As much as I'd appreciate more open source for the sake of transparency, binaries provided on websites aren't guaranteed to match the source code provided and I'd assume most users are pulling binaries versus building themselves.
Practically every platform has multiple software stores these days and many FOSS stores make their build logs available. Some take it a step further and provide reproducible builds, which is more or less there as far as source to binary traceability and binary trustworthiness is concerned. These are good enough reasons to open up the source, ignoring the other advantages just this once.
This is true, and this is where trusted repositories come in.
I don't necessarily have to trust each individual app on fdroid or in the Debian repos. I have trust the maintainers are building them properly, and those people are not the same people developing the core app.
The ability to do so provides some protection. If someone pulls and builds and cannot reproduce the binaries, they can at least try to get the word out. Closed-source prevents even the opportunity. Even source-available is better than closed.
My concern is Kagi isn't/doesn't make as much as they need/hope to with their brand model. If they are ever disappointed in the results of building their brand, it's quite easy to see why they would be fine selling out.

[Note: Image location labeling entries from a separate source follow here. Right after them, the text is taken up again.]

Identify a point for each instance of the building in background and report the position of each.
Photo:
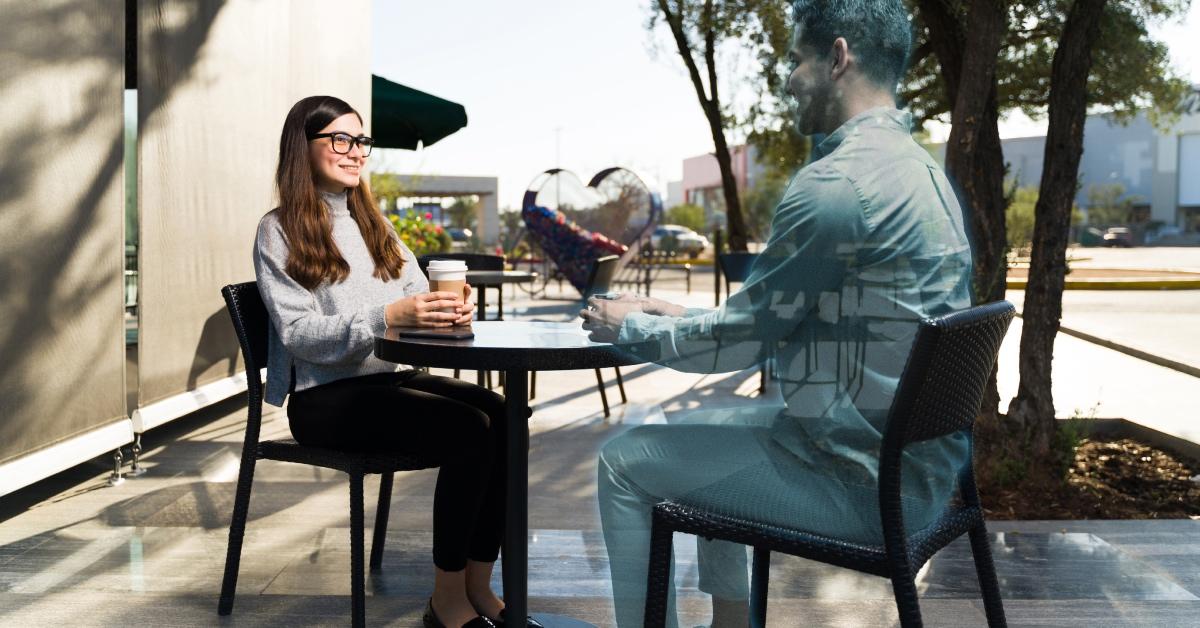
(702, 181)
(1159, 169)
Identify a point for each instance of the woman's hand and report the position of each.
(425, 310)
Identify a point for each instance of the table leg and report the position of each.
(516, 545)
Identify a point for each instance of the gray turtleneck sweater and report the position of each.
(327, 333)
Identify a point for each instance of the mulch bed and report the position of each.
(1109, 479)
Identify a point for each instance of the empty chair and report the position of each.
(251, 323)
(599, 282)
(940, 393)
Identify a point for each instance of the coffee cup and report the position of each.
(448, 275)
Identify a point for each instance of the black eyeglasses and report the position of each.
(343, 142)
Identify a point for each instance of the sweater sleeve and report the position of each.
(310, 335)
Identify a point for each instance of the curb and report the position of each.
(1117, 285)
(1187, 369)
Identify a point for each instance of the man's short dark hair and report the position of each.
(877, 31)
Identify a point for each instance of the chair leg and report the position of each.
(905, 591)
(237, 531)
(358, 582)
(381, 531)
(604, 396)
(760, 579)
(621, 384)
(658, 575)
(987, 573)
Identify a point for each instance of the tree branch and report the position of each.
(676, 22)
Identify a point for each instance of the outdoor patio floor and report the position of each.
(151, 550)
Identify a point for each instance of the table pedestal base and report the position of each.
(559, 621)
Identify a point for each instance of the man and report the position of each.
(868, 240)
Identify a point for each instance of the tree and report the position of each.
(1108, 204)
(697, 28)
(1129, 72)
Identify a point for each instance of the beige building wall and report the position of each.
(215, 81)
(61, 335)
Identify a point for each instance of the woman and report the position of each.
(334, 274)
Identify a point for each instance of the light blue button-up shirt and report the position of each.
(868, 240)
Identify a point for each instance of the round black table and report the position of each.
(495, 279)
(516, 348)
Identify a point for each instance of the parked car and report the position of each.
(459, 234)
(677, 239)
(1119, 237)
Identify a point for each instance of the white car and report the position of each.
(677, 239)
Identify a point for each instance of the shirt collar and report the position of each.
(888, 117)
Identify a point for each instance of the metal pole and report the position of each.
(718, 245)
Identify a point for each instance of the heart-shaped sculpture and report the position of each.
(576, 225)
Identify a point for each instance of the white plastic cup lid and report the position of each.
(448, 265)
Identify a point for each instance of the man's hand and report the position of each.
(603, 317)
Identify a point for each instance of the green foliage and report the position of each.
(761, 199)
(688, 215)
(419, 234)
(1108, 204)
(1131, 71)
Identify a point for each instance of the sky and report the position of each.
(577, 84)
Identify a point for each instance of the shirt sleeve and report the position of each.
(306, 333)
(811, 247)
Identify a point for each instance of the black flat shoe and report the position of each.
(501, 622)
(431, 620)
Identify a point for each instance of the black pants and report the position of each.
(461, 424)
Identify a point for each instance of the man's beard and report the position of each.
(810, 119)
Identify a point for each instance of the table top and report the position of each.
(511, 345)
(492, 277)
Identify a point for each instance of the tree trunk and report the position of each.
(711, 102)
(973, 155)
(1032, 411)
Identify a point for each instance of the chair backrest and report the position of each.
(474, 261)
(949, 364)
(736, 267)
(601, 275)
(251, 324)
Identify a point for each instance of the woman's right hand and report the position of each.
(424, 310)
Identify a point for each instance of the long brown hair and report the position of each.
(312, 253)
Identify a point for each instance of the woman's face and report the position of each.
(335, 172)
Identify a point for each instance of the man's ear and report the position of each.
(839, 58)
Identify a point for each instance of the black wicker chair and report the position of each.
(251, 323)
(940, 393)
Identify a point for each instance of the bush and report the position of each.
(419, 234)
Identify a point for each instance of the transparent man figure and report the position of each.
(868, 239)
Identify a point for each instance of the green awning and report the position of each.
(401, 117)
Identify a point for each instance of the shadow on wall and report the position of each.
(214, 347)
(41, 301)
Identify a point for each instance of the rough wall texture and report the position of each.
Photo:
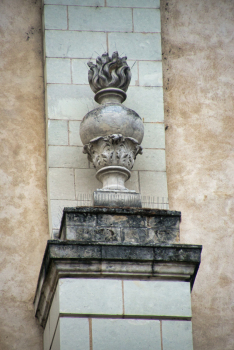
(198, 51)
(23, 212)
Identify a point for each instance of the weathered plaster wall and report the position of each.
(198, 51)
(23, 212)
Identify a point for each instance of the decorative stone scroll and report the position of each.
(112, 150)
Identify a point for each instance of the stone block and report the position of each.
(100, 19)
(125, 334)
(74, 133)
(74, 333)
(85, 181)
(177, 335)
(127, 252)
(55, 17)
(134, 70)
(164, 229)
(147, 102)
(134, 3)
(93, 234)
(154, 184)
(57, 132)
(74, 44)
(133, 182)
(147, 20)
(67, 157)
(61, 183)
(80, 219)
(80, 71)
(77, 2)
(69, 101)
(116, 199)
(136, 46)
(56, 207)
(154, 136)
(58, 70)
(134, 235)
(150, 74)
(90, 296)
(152, 159)
(157, 298)
(56, 340)
(121, 220)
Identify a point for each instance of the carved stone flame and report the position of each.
(109, 72)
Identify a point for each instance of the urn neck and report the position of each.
(110, 95)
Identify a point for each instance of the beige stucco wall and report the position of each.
(23, 212)
(198, 90)
(198, 51)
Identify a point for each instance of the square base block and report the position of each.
(119, 314)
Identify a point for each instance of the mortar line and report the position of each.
(123, 296)
(71, 70)
(67, 19)
(161, 335)
(90, 335)
(107, 43)
(68, 132)
(138, 80)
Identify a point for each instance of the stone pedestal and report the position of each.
(109, 284)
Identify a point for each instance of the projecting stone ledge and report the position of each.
(120, 225)
(71, 259)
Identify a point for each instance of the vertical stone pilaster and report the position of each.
(74, 32)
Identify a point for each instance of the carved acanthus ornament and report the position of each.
(113, 150)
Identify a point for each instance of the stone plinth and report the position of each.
(120, 225)
(118, 296)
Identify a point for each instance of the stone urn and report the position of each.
(111, 133)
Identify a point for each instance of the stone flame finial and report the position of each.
(109, 72)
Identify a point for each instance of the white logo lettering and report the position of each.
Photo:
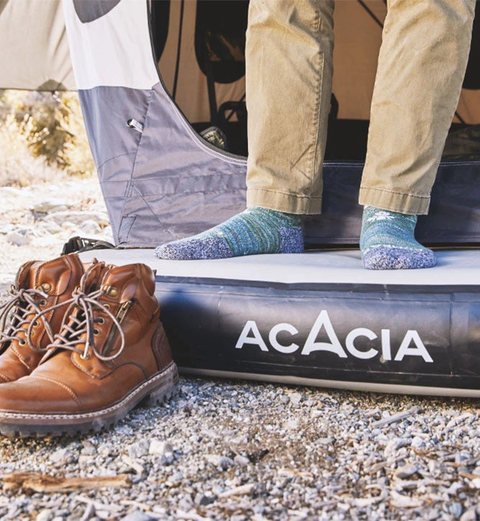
(334, 346)
(273, 338)
(251, 326)
(419, 350)
(411, 345)
(349, 343)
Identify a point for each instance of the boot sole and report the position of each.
(155, 390)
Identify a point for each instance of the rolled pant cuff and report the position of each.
(394, 201)
(283, 202)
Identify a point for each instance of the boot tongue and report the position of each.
(26, 274)
(53, 277)
(120, 282)
(94, 274)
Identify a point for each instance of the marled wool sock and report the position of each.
(256, 230)
(388, 242)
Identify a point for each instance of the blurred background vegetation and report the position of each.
(42, 138)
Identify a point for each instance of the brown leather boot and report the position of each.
(111, 354)
(38, 286)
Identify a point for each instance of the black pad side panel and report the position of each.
(412, 336)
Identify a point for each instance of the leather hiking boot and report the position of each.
(38, 287)
(110, 354)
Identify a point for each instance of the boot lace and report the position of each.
(22, 303)
(79, 319)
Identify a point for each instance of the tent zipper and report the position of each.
(136, 125)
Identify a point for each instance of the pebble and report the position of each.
(406, 471)
(139, 449)
(137, 515)
(295, 398)
(45, 515)
(228, 440)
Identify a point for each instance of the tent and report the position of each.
(152, 77)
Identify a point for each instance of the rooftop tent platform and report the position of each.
(320, 319)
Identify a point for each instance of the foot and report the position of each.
(254, 231)
(388, 242)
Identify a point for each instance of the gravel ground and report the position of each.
(226, 450)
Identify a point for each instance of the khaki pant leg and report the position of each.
(421, 67)
(288, 81)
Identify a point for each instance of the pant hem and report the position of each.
(408, 204)
(283, 202)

Hell, WhatsApp started out as a privacy focused messaging app before selling out to Facebook/Meta. Now it's getting ads, nobody believes a privacy focus anymore, it's had a commercial message channel push, and so on. They are far from the first example of a tech company/product trading the mission/brand value for more money.
Bless the VLC developer for refusing offers for millions of dollars to put crap in VLC even though he knows the project could just be forked after and bless Gorhill for the same on uBO but the real trust in these things comes from the code being open source rather than faith the developers would never sell out.